Cure and his female moved to her left side.

“Healer. Cyra.” Kritalin’s smile was feeble. “Healer. Cure. You. Came.” There were pauses between each word as though speaking was a tremendous struggle.

“Of course we came.” The lightness in Cure’s female’s tone was forced. “We heard you were hosting a celebration for four, and we wouldn’t miss it for the universe.”

“True.” Kritalin’s laugh turned into a cough. “My. Celebrations. Are…”

“Your celebrations are noteworthy.” Cure’s female grinned. “Remember your last birthing-planet-rotation celebration?” She sat on the edge of the sleeping support.

This was unlike any patient call Cure had ever experienced. It resembled a social visit more than a medical event.

“Fun.” Kritalin’s eyes lit up.

“Fun is the understatement of the solar cycle.” Cure’s female snorted. “I laughed so hard I fell off a chair.”

Cure wished he could have been there.

He would have caught her.

“Remember.” Kritalin shifted her gaze to a nearby horizontal support. “Gift.”

Another wrist decoration had been placed there. It was fabricated from blue fabric and was much larger than the one on Cure’s female’s wrist.

“Is this for us?” Cure’s female picked it up carefully.

“Healer. Cure.” Kritalin looked at him. “Blue. Like. Eyes.”

“It is.” Cure’s female swallowed hard. “Blue like his eyes.” She blinked rapidly. “Can I put it on his wrist?”

“Yes.” The Cancri girl gave her permission to do that.

Cure held out his arm.

His female didn’t meet his gaze as she encircled his wrist with the band of fabric and fastened it.

He gazed down at it.

And he struggled to contain his emotions.

The words Healer Cure had been painstakingly woven into the wrist decoration.

Kritalin was dying. That scent hung in the chamber.

And she had spent her last planet rotation alive fabricating this gift.

For him. A being she had only met once. A male the Humanoid Alliance had manufactured to be a disposable weapon.

“It’s beautiful.” He had to resort to his machine side to give that compliment. “It’s the best gift I’ve ever received.”

He had projected that nothing would top the Rayan Skin Restorer, a gift from Power, the cyborg council’s leader.

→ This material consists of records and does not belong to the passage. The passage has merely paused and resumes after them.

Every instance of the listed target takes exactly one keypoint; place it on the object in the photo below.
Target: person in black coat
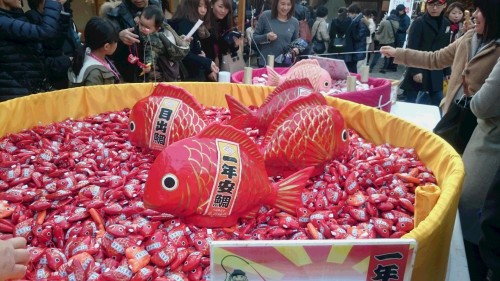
(404, 23)
(196, 66)
(355, 38)
(430, 32)
(129, 44)
(338, 29)
(56, 62)
(489, 244)
(21, 55)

But the young Cancri female had proven that wrong.

The Rayan Skin Restorer had cost Power very little. It had been obtained using credits, numbers in a database.

The wrist decoration had cost Kritalin the last planet rotation of her lifespan.

That was irreplaceable.

“Like. It? Truly?” She gazed at him with the earnestness of youth.

“I love it.” He skimmed his fingertips over the band of fabric.

Tears rolled down his female’s cheeks.

The mother sniffled.

“Good.” The Cancri girl relaxed against the cushions. “If. You. See. My. Mate.” She closed her eyes. “Tell. Him. I’m. Waiting.”

The mother sobbed.

“I’ll tell him you’re waiting for him.” Cure couldn’t project what happened after a being died. The Cancris might be correct. Which meant telling the mate that Kritalin was waiting for him might not be a lie. “I’ll tell him he’s a fortunate being to have a generous, kind mate like you.”

And Cure was a fortunate being to have met Kritalin.

He clasped his female’s hand and battled with all the strength in his form and in his soul to contain his sorrow.

That should have been an easy task. He’d been hiding his emotions all his lifespan.

It was the most challenging thing he’d ever done.

But he did it.

Because Kritalin deserved at least one more moment of feigned happiness. And she wouldn’t have that if he was crying.

“I’ll tell him you make the best wrist decorations.” He spoke to the young Cancri female, not processing if she could hear him. “And if he’s as fortunate as I am, you’ll fabricate one for him.”

Cure chattered excessively until Kritalin’s breathing slowed.

The female slept.

He fell silent.

She might never waken.

He touched the wrist decoration she’d given him, and he waited.